What is CDF - Cumulative distribution function?

If you have a quantity $X$ that takes some value at random, the cumulative density function $F(x)$ gives the probability that $X$ is less than or equal to $x$, that is:

$$F(x) = P(X\leq x)$$

So you know several things: that $F(x)$ is bounded below by 0, and bounded above by 1 (because it doesn't make sense to have a probability outside [0,1]) and that it has to be non-decreasing in $x$.

For example, if $X$ is the height of a person selected at random then $F(x)$ is the chance that the person will be shorter than $x$. If $$F(\textrm{180 cm}) = 0.8$$ then there is an 80% chance that a person selected at random will be shorter than 180 cm (equivalently, a 20% chance that they will be taller than 180cm).

A real-life example comes from finance. One way of measuring the risk of a portfolio (of stocks, for example) is to calculate the 5% daily value-at-risk, or VAR. To say that the 5% daily VAR is $x$ means you expect your loss to be worse than $x$ dollars on only 5% of days. For example, you might report that the 5% daily VAR is \$60,000, meaning that you expect to lose more than \$60,000 on 5% of days, and on the other 95% your loss will be less than \$60,000 (ideally, you will be in profit!)

To calculate the 5% VAR we need to know the cumulative distribution function of our losses. If the cumulative distribution function of daily losses is $F$, then the 5% daily VAR is the value of $y$ that solves the equation

$$F(y) = 0.05$$

The reporting of daily VAR is a requirement in financial institutions worldwide, so this certainly satisfies your requirements of a 'real-life' application!

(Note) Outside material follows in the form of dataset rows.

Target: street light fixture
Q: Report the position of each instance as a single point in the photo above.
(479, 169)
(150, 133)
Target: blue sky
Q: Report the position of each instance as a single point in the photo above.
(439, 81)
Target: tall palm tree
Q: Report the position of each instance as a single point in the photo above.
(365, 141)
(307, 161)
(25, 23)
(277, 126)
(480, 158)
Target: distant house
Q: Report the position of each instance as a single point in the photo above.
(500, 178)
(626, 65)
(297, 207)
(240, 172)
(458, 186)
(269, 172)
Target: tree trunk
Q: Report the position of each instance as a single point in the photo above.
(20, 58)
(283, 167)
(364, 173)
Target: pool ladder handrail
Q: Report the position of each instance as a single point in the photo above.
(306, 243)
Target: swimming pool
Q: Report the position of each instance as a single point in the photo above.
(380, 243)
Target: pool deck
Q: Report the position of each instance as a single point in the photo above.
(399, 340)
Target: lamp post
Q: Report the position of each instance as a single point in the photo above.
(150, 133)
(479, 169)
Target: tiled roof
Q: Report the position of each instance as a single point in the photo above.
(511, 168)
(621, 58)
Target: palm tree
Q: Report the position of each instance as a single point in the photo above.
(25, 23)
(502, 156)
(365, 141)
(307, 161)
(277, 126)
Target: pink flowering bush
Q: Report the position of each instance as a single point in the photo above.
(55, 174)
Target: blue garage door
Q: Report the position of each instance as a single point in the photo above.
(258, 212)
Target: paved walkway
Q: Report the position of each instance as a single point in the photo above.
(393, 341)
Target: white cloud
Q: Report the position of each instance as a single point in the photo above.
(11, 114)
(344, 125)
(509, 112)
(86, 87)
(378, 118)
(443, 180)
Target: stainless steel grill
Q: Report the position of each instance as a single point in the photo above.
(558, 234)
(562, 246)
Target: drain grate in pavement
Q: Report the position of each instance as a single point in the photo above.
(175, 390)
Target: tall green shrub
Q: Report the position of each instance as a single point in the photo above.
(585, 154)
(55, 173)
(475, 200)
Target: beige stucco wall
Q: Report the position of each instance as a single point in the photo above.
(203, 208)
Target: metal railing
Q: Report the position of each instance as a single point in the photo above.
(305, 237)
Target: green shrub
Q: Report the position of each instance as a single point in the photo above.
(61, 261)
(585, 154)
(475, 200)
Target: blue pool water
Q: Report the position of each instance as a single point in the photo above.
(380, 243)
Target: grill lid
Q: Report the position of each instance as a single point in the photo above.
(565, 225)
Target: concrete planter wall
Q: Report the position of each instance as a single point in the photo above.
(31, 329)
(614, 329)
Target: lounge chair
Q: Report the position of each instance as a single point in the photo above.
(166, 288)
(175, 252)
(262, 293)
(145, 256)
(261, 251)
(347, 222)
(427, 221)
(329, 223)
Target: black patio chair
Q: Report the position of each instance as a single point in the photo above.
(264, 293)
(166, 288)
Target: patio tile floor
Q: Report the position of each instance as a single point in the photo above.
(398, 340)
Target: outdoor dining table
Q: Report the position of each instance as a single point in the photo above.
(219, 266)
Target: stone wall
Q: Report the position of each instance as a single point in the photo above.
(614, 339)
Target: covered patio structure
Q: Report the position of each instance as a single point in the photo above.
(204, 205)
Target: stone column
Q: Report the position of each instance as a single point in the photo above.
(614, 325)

It may be worthwhile to note why one would be interested in the notion of CDF is just one way to describe the distribution of a random variable and that one reason for preferring it is the fact that it works for both continuous and discrete variables.

Taking the example from another answer here about peoples' heights, say you model heights in terms of real numbers (I would say hardly a very controversial notion). While it seems reasonable to assume that you can ascribe a non-zero probability to a person being shorter than some specified height is may not be reasonable that you can assume a non-zero probability of the person being exactly of that height.

Unlike such a model of height (which you would call continuous) another (canonical) example would be a die roll. Here (most people would agree) you can ascribe a non-zero probability to the die landing on exactly some given value. You would here say the die roll has a discrete distribution.

The distribution of the latter example can be described by the probabilities of individual (atomic) events, the former case needs a notion of probability density function. The interesting fact, now, is that both discrete and continuous distributions can be described by their CDF.

I realise this is not completely formally correct or complete, but I hope it gives an idea of why the CDF might be an interesting way of describing distributions of random variables.


The CDF is a measure of how much a variable accumulates. It may help to look at this plot example. The CDF's are the black and blue lines, whereas the survival function (1-CDF) is the orange line. The likelihood of finding 200 mm of rainfall is related to a probability distribution. However, we can note that the amount of rainfall found increases alongside probability. If we move from a likelihood of 10% to 20%, the amount of rainfall does not reset to zero. The CDF is at 100% when the variable has been accumulated to the max, so there is nothing left to accumulate. When the CDF is at 100% (or 1), the survival function is at 0%. Note that the survival function and CDF intersect around 200 mm, effectively saying that nearly 50% of rainfall has accumulated at that point and 50% rainfall has yet to be accumulated.

EDIT: For my sample dataset of a normal distribution with an average of 6.019, this is what the CDF and survival functions look like. As the peak of a normal distribution represents the average, one expects the CDF to level off after the peak (ie, increase at a slower rate after the peak).